Bütün bu görüşmelerin neticesinde, İran’ın Türkiye’den beklentilerinin ne olduğuna dair bulunabileceğim birinci çıkarsama şu: ABD’nin Ortadoğu denkleminden dışlanmasında işbirliği yapmak...
Bunu, “bölge dışı ve hegemonyacı aktörlerin bölgesel sorunlara sunulan çözüm perspektiflerinden dışlanması” diye ifade ediyorlar. Bu doğrultuda İranlı diplomatlar, “ülkelerinin ABD baskısını dengeleyecek bölgesel müttefik arayışı içinde olduğunu” söylediler.
Belli ki İran’ın gözünde Türkiye’yle işbirliğinin değeri, AKP hükümetinin Ortadoğu’daki Amerikan nüfuzunun azalmasına vesile olacak söylem ve eylemleri nispetinde artacak.
Dolayısıyla Türkiye’nin ABD ile ittifak ilişkileri ve bölgede ABD ile ortaklık yapması, bir bakıma İran ile işbirliğinin antitezi oluyor...

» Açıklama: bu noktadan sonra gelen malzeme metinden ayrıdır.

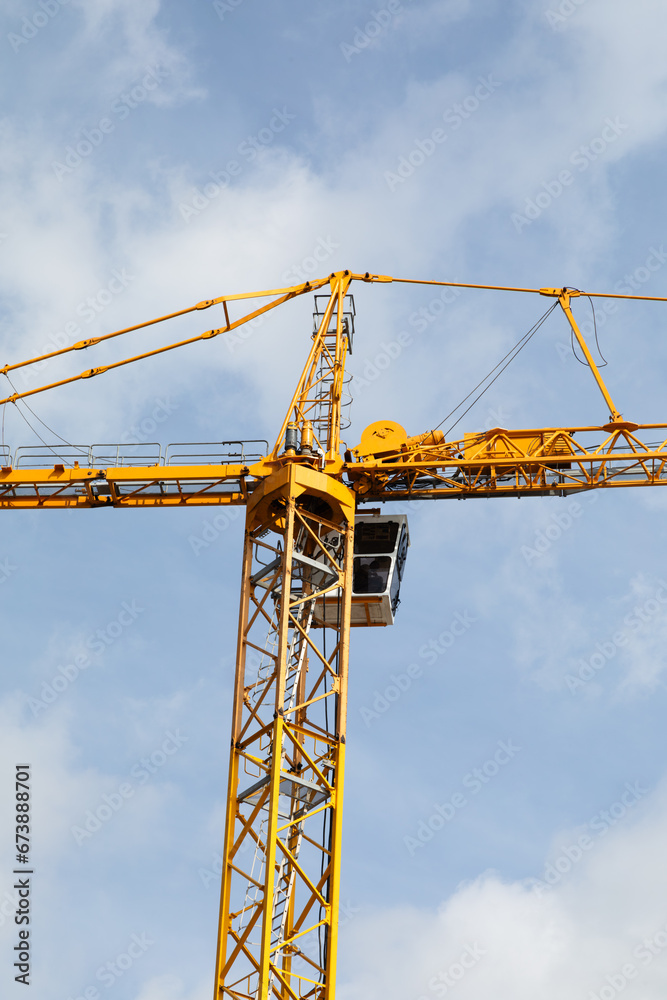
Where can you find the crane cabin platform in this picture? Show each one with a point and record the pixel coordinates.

İran, başta ABD olmak üzere bölge dışı aktörlerin Ortadoğu’daki etkinliğini kırmak için Türkiye ile kurmayı düşündüğü işbirliği zeminine ileride Mısır’ı da katmak istiyor. Tabii ki Mübarek’in sahneden çekilmesinden sonra... Devlet geleneği olan başlıca üç bölgesel aktörü bu zeminde bir araya getirmeyi öngören bir vizyonları var.
Dikkatimi çeken diğer bir husus, İranlıların, Türkiye ile İran arasındaki ilişkilerin “tamamlayıcı” nitelikte olmasını arzu etmeleriydi. Tamamlayıcılık, yani aktörlerin işbirliğinde birbirlerine yekdiğerinde olmayanı sunmaları...
“İlişkilerimiz tamamlayıcı olsun ama entegrasyonu hedeflemesin” dediler.
Dolayısıyla bir başka çıkarsama, İran rejiminin Türkiye ile artan ilişkiler ülkenin bundan etkilenerek değişmesinden çekindiği yönünde.
Gecikmiş bir teşekkür
Bu yazı münasebetiyle TASAM tarafından 2010’da beşincisi verilen “Stratejik Vizyon Ödülleri” çerçevesinde “Stratejik Vizyon Sahibi Gazeteci-Yazar” ödülüne layık görüldüğümü okurlarla paylaşmak ve TASAM’a teşekkür etmek istiyorum. 16 Aralık’ta yapılan törende, bu ödülün “farklı perspektiflerin kısıtlanmamış bir ortamda özgürce tartışılmasına stratejik bir değer atfeden TASAM’ın vizyonunu simgelediğini” söyledim.